1. Make trades after 9 PM

During the day, the news is too chaotic, with various false positives and negatives flying around, causing the market to jump around like it's having seizures, making it easy to get tricked into the market. I usually wait until after 9 PM to operate; by then, the news stabilizes, the K-lines are cleaner, and the direction is clearer.

2. Look at the indicators, not feelings

Don't trade based on feelings

Before placing an order, check these indicators:

• MACD: Is there a golden cross or a death cross?

• RSI: Is there overbought or oversold?

• Bollinger Bands: Is there a contraction or a breakout?

At least two out of three indicators must give consistent signals before considering entering the market.

4. Stop-loss: Dignity is more important than money

⛔️ "If the direction is wrong, cut it immediately; hesitating for a second means losing 10%"

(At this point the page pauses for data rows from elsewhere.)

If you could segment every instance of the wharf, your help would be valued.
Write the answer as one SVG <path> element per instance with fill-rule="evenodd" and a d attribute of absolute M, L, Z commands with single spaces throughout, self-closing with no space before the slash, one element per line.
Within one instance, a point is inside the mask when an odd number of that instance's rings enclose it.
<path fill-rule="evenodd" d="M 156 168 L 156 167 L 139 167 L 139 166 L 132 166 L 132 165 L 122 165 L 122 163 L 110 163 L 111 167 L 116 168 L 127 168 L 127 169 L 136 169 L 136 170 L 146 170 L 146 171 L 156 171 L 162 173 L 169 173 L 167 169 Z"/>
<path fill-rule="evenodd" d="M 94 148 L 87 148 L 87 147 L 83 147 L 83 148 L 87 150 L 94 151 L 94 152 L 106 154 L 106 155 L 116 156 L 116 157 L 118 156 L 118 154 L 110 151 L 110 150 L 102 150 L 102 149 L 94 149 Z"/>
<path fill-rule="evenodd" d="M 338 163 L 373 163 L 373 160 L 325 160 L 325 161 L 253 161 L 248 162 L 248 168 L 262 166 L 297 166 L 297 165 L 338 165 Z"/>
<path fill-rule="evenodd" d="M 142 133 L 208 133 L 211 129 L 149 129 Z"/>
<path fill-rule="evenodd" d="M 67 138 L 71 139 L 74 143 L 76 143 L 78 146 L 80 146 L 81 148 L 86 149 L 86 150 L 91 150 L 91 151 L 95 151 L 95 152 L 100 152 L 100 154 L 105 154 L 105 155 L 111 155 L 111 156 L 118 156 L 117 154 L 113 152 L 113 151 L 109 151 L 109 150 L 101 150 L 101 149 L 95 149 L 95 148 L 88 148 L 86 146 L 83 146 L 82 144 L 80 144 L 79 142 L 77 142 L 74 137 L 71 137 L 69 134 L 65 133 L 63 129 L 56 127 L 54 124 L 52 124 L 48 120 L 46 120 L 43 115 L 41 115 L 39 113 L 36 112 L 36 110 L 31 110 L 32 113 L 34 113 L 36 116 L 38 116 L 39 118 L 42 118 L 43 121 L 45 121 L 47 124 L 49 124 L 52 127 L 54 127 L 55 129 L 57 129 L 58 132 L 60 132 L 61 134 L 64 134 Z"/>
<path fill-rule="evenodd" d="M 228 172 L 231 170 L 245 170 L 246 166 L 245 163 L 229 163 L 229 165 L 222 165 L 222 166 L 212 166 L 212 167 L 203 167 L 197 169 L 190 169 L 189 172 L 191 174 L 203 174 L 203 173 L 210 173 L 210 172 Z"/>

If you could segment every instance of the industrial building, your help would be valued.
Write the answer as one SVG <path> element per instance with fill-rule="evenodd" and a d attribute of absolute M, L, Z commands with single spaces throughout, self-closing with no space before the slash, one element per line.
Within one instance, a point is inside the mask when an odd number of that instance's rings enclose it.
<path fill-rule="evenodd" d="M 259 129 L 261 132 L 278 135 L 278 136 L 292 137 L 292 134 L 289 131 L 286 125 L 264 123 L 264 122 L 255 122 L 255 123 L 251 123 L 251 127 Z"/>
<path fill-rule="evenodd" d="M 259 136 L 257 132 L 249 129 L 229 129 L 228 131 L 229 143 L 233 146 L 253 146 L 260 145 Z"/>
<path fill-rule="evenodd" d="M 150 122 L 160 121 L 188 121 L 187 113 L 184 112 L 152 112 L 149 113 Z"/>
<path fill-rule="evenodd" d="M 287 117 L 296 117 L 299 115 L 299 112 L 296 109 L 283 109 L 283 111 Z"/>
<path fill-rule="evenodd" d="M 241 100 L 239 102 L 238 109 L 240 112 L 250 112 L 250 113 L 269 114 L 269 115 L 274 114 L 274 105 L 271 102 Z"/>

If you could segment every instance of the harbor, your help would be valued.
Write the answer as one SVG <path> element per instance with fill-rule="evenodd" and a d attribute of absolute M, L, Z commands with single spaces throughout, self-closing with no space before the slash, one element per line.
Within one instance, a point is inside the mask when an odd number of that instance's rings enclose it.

• Fixed stop-loss method: 3% of the principal is the red line

• Dynamic stop-loss method: Must exit after a 20% pullback when floating profit reaches 50%

5. Withdraw on time every week

For example, if you earned 10,000 U this week, don't always think about doubling it! I suggest you withdraw 4,000 U to your bank account immediately and continue playing with the rest.

I've seen too many people who 'made 3-5 times' their investment, only to lose it all in a single pullback. The rest can continue to roll over. Over time, this way, the account will keep growing.

6. There are tricks to reading K-lines

• For short-term trading, look at the 1-hour chart: if the price has two consecutive bullish candles, consider going long. #Bitcoin and US tariff policy

• If the market is moving sideways, switch to the 4-hour chart to find support lines: consider entering the market when it drops near the support level.